Farm Finance: Taking stock of high stock prices - will buying now pay off?

There can be some unintended consequences of higher stock prices, writes rural accountant and tax adviser Kieran Coughlan
Farm Finance: Taking stock of high stock prices - will buying now pay off?

One issue faced by some farmers who buy stock this time of year with the support of a stocking loan is they will find their usual stocking loan amount is in many cases not near adequate to fund the quantity of animals usually purchased. Picture: O'Gorman Photography.

Cattle prices are at a record high, which is fantastic for those with animals to sell, but not so good for those who have animals to buy. Hopefully, if prices remain strong, they will get a just reward when it comes time to sell. 

Speaking to one farmer this week, he said: "You’re either in the game, or you're not." His point was valid, and if you try to second-guess the market and jump in and out, it’s easy to get caught offside.

For those with cattle to sell or who have recently sold cattle, the strong prices received will have bolstered the bank balance, making the heady prices now commanded for store cattle and young stock are easier to stomach.

There can be some unintended consequences of higher stock prices. One issue faced by some farmers who buy stock this time of year with the support of a stocking loan is they will find their usual stocking loan amount is in many cases not near adequate to fund the quantity of animals usually purchased.

Planning in advance and seeking additional credit is one option available. Obtaining additional credit before one needs it is a must as it can take away a lot of stress that comes with over-committing while under-resourced.
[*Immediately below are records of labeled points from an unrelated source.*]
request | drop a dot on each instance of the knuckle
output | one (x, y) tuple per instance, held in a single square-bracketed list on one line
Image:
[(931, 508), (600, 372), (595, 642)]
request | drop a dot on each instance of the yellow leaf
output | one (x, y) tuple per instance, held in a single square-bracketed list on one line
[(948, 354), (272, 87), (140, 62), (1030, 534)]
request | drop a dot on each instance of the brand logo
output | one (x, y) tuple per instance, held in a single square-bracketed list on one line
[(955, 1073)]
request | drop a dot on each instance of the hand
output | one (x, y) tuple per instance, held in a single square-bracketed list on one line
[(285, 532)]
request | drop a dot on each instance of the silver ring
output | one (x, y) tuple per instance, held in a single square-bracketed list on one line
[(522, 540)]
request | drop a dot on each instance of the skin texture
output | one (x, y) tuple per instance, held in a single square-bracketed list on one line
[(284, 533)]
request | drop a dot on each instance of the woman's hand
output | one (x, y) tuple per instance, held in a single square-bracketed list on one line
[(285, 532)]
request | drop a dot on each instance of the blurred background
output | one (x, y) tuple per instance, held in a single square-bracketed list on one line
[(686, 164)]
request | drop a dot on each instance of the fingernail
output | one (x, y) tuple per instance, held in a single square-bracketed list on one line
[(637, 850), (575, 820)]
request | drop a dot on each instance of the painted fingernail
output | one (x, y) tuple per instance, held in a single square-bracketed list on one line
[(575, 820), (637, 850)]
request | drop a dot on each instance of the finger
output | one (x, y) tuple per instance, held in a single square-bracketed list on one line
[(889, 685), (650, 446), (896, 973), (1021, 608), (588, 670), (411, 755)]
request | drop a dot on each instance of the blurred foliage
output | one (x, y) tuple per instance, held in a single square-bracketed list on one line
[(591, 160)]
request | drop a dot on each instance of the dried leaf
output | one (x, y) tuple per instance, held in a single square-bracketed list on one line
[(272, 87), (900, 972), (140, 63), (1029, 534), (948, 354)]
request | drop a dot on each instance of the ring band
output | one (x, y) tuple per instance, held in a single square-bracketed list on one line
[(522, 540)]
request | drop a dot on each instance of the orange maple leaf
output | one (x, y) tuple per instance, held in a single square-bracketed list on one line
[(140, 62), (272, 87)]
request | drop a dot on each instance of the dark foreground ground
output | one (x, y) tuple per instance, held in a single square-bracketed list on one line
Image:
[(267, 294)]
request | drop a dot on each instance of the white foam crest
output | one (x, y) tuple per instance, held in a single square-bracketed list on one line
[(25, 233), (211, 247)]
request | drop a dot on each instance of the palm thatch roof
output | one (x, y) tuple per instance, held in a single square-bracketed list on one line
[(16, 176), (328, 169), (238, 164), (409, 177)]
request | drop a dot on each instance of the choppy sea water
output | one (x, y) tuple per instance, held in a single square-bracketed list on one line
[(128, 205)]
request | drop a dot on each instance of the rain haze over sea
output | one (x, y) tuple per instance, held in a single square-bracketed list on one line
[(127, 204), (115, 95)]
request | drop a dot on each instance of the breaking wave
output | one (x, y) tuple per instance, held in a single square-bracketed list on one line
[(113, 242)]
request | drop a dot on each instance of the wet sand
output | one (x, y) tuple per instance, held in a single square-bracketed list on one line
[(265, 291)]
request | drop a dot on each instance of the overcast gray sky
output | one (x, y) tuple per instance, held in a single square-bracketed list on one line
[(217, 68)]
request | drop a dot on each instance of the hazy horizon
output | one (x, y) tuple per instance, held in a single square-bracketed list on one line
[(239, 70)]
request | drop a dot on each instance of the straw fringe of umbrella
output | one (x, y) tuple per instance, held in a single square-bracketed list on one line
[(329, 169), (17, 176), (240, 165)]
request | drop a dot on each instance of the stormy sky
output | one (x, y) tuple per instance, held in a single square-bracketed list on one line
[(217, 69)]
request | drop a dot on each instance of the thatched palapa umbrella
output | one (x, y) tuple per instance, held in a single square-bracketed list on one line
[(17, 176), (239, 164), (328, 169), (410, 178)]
For an extension to bank credit, the bank may typically require a tax clearance certificate, three years' recent accounts, three years' income tax returns, three years' notices of assessment and an up-to-date listing of stock and creditors.
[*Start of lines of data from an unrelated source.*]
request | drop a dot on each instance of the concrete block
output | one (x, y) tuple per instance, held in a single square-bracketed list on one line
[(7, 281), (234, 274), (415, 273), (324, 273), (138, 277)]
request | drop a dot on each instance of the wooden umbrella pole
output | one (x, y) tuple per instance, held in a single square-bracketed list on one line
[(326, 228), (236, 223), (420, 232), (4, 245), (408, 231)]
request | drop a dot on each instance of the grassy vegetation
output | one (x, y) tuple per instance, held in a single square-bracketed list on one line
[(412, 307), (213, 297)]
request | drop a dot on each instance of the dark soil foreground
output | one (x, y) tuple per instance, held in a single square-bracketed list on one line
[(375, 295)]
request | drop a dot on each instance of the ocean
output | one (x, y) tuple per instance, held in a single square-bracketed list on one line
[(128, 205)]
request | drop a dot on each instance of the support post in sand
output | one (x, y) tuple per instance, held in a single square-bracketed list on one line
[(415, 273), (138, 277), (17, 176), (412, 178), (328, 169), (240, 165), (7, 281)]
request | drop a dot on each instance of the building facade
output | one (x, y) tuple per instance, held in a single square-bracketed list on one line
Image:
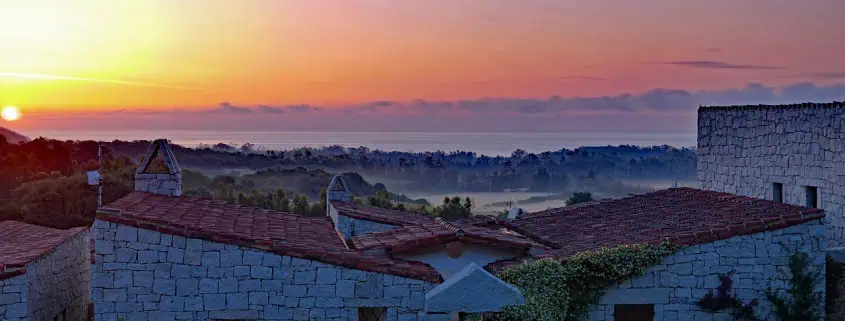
[(786, 153), (44, 273)]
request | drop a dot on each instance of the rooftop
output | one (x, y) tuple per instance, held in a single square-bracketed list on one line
[(379, 215), (440, 232), (311, 238), (834, 104), (684, 216), (22, 243)]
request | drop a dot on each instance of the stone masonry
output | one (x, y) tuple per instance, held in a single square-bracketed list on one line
[(744, 150), (13, 298), (54, 286), (757, 262), (143, 274)]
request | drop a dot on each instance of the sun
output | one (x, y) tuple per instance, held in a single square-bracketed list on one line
[(10, 113)]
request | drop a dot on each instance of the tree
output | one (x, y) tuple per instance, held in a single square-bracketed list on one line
[(579, 197), (454, 209), (801, 302)]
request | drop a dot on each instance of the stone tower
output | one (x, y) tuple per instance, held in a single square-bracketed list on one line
[(787, 153), (159, 173)]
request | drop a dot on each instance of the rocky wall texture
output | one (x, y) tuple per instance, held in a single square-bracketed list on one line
[(164, 184), (13, 298), (147, 275), (59, 282), (54, 287), (757, 262), (744, 150)]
For smaller amounts, some banks have preapproval procedures which can speed up loan application process times, but in other, more complex cases, it can take a number of weeks or even longer to get an application processed and longer still should additional information be required.

Some farmers may prefer to take a credit line rather than a stocking loan. A credit line gives a farmer access to a maximum amount of funding and works like an overdraft, which can be drawn down at any stage over the approved period, usually set at 12 months but typically extended from year to year.
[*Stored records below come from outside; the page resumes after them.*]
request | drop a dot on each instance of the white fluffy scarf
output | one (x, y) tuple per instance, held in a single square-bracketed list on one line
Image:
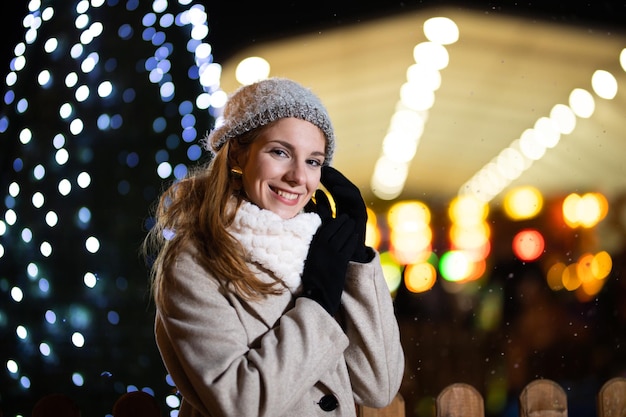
[(276, 244)]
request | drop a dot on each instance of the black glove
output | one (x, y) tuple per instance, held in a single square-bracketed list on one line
[(348, 201), (324, 274)]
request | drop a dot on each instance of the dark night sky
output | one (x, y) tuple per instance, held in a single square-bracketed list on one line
[(237, 24)]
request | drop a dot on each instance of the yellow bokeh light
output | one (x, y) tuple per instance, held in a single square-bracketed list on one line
[(601, 265), (410, 237), (467, 210), (523, 203), (586, 211), (372, 231), (420, 277)]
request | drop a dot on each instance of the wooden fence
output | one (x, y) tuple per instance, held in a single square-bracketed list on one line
[(540, 398)]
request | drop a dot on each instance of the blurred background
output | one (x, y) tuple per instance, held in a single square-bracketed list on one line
[(487, 139)]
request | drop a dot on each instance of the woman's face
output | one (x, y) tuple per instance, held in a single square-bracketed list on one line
[(283, 166)]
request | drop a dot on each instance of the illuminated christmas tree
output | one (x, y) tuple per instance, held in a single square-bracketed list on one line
[(104, 104)]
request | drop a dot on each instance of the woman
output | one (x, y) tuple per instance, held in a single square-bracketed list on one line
[(265, 307)]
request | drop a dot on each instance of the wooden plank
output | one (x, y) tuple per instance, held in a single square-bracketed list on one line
[(460, 400), (395, 409), (543, 398), (612, 398)]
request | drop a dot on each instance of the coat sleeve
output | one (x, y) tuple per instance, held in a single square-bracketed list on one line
[(374, 356), (205, 348)]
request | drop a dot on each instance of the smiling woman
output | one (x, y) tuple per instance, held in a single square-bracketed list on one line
[(267, 304)]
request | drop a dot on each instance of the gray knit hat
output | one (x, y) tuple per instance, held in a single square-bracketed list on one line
[(265, 101)]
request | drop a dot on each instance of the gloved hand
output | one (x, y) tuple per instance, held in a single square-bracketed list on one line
[(324, 274), (348, 201)]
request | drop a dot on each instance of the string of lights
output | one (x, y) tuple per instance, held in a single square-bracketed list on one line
[(104, 102)]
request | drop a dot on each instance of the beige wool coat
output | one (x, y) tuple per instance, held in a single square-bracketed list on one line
[(283, 356)]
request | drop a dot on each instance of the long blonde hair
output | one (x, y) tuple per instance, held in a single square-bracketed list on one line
[(196, 212)]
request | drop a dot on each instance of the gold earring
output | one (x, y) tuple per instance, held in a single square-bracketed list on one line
[(236, 172)]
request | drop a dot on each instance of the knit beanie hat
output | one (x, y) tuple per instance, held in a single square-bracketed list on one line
[(266, 101)]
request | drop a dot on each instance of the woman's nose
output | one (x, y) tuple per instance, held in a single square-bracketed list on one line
[(296, 173)]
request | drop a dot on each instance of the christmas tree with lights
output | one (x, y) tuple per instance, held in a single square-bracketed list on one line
[(104, 104)]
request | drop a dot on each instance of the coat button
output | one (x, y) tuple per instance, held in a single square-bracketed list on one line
[(328, 402)]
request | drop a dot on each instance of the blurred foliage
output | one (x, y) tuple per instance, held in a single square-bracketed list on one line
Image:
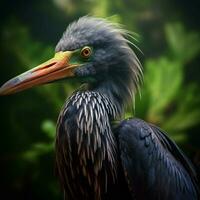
[(169, 95), (166, 100)]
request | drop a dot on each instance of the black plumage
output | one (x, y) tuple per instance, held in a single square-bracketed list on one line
[(97, 158)]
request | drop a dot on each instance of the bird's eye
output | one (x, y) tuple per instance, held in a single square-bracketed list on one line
[(86, 52)]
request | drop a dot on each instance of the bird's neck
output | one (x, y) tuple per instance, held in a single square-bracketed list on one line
[(119, 94)]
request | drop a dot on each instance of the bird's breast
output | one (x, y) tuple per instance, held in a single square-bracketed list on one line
[(86, 146)]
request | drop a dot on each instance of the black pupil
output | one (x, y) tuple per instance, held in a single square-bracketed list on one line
[(86, 52)]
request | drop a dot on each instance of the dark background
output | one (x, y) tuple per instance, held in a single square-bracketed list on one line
[(169, 37)]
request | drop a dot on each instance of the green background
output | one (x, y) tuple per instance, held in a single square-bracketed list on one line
[(168, 35)]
The farmer could choose to draw it all down, or none, or in multiple stages — the credit line can be drawn down and repaid and drawn down and repaid over and over again during the approval period.

The advantage of a credit line over a stocking loan is that one only pays interest to the extent that they have made use of that credit line and where the amount of credit taken reduces, say for example, when a farmer temporarily repays their credit line, the farmer will benefit from an appropriate discount in the interest charged.

With a stocking loan, where a farmer repays the loan, they typically don’t have the capacity to redraw down that loan, meaning the farmer doesn’t have the capacity to get credit for funds they may have themselves, which they could apply against the loan temporarily.

For those whose wish to derisk, not taking on additional credit, the options include carrying a lower number of animals, but understocking can lead to inefficiencies and in that context it might be worthwhile considering either selling surplus grass or silage, contract rearing, cropping with barley, or contract growing maize. 

Each of these options need to be thought-out and the economic return estimated alongside considering available time and resources.

In the case of farmers who have sold cattle at high prices and are reinvesting in cattle, there are accounting and tax implications which should also be considered.

For accounting purposes, stock is carried in the accounts at cost, meaning the cost of animals bought in 2025 and to be carried into 2026 will, for a farmer with a December year-end, not be factored against profits until next year, but there is one tax relief which can help in these circumstances.

Where a farmer's closing stock of animals has increased in value, then it is generally possible to claim stock relief at a rate of 25%, which can take some sting out of the tail, but making an election to claim stock relief can affect unused losses or capital allowances forward.

A young trained farmer or farmer in a registered farm partnership can get stock relief at 100% or 50% subject to certain limits. As always, farmers should obtain professional advice relevant to their own circumstances.